An integrative approach to detect epigenetic mechanisms that putatively mediate the influence of lifestyle exposures on disease susceptibility

Background: There is mounting evidence that our environment and lifestyle has an impact on epigenetic regulatory mechanisms, such as DNA methylation. It has been suggested that these molecular processes may mediate the effect of risk factors on disease susceptibility, although evidence in this regard has been challenging to uncover. Using genetic variants as surrogate variables, we have used two-sample Mendelian randomization (2SMR) to investigate the potential implications of putative changes to DNA methylation levels on disease susceptibility. 

Methods: To illustrate our approach, we identified 412 CpG sites where DNA methylation was associated with prenatal smoking. We then applied 2SMR to investigate potential downstream effects of these putative changes on 643 complex traits using findings from large-scale genome-wide association studies. To strengthen evidence of mediatory mechanisms, we used multiple-trait colocalization to assess whether DNA methylation, nearby gene expression and complex trait variation were all influenced by the same causal genetic variant. 

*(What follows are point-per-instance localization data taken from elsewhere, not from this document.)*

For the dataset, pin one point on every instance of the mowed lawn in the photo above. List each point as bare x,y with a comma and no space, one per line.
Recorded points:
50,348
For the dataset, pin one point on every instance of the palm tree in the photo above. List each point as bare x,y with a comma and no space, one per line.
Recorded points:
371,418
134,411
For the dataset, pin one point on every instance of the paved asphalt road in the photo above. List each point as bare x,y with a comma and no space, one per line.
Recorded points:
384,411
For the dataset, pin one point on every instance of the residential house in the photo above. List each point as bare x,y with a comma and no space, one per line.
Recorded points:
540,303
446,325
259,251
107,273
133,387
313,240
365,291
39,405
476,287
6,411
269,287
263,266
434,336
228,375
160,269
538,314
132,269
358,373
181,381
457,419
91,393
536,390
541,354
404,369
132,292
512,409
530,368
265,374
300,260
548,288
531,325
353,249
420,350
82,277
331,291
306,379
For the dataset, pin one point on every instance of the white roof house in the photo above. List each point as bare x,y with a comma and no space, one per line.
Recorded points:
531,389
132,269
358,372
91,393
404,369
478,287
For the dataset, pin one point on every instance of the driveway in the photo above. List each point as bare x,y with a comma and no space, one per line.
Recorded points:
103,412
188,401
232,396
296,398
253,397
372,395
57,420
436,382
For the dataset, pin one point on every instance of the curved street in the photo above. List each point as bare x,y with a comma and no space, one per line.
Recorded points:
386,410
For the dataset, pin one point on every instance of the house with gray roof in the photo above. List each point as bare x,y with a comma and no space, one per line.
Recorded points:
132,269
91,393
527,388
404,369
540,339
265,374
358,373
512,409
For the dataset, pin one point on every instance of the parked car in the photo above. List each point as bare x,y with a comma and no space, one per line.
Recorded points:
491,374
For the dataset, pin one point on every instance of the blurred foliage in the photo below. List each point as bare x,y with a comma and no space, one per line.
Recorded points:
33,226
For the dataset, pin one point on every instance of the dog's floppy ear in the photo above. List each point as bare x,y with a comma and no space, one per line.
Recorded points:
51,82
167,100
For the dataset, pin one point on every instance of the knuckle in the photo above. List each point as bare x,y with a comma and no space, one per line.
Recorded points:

Results: We identified 22 associations that survived multiple testing (P < 1.89 × 10^-7). In-depth follow-up analyses of particular note suggested that the associations between DNA methylation at the ASPSCR1 and REST/POL2RB gene regions, both linked with reduced lung function, may be mediated by changes in gene expression. We validated associations between DNA methylation and traits using independent samples from different stages across the life course.

Conclusion: Our approach should prove valuable in prioritizing CpG sites that may mediate the effect of causal risk factors on disease. In-depth evaluations of findings are necessary to robustly disentangle causality from alternative explanations such as horizontal pleiotropy.